Richard Stith is a philosopher who gives us a word picture to help us understand this very, very well. He says, imagine that you are in the Amazon jungle, and you have taken with you, not your iPhone, but instead of taking that with you, you forgot it at home. So, you took an artifact called a camera. No, seriously, these are coming back! How many of you have one of those Polaroid cameras, where it spits the image out? So, you have one of these, and you’re taking pictures in the jungle, and you go to snap a photo of the scenery that’s in front of you, and right when you snap the photo, a black jaguar jumps out.

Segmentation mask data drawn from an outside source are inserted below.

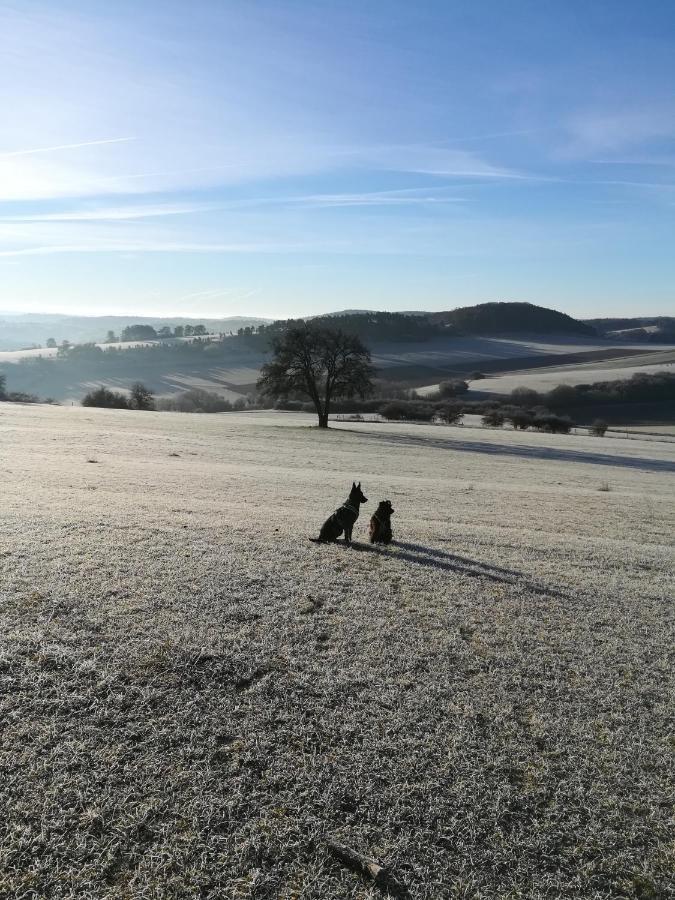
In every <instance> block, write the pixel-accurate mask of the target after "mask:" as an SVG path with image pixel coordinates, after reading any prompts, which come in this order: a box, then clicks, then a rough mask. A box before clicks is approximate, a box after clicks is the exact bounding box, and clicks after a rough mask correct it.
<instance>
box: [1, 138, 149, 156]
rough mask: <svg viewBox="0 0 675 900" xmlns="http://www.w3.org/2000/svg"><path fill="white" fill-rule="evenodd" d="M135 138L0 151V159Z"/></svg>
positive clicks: (83, 142)
mask: <svg viewBox="0 0 675 900" xmlns="http://www.w3.org/2000/svg"><path fill="white" fill-rule="evenodd" d="M135 140H137V139H136V138H132V137H128V138H107V139H106V140H102V141H82V142H80V143H78V144H57V145H56V146H54V147H36V148H33V149H31V150H10V151H0V159H4V158H6V157H10V156H33V155H34V154H36V153H55V152H57V151H61V150H77V149H79V148H80V147H100V146H101V145H102V144H126V143H128V142H129V141H135Z"/></svg>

I am an expert on black jaguars because I watch Wild Kratts with my kids. Black jaguars are extremely rare, and so, it’s hard to find them in the wild—there aren’t many photos of them in the wild. So, what you would be holding in this instance is something of great value. And I want you to imagine that someone comes and looks over your shoulder, and they take that tab from you, rip it in two, and toss it aside. Now, you would be furious with them. But imagine they looked at you and said, “What’s the big deal? It was just a brown smudge.” You would say, “No, it wasn’t! No, it wasn’t! I was holding a photograph of a jaguar. It was rare and beautiful, valuable. It was already there. You just couldn’t see it yet.” Because it was doing what? Developing. Just like each of us has done.

Men and women, you didn’t come from an embryo. You once were an embryo. Everything that makes you you was already there at that first stage of your development.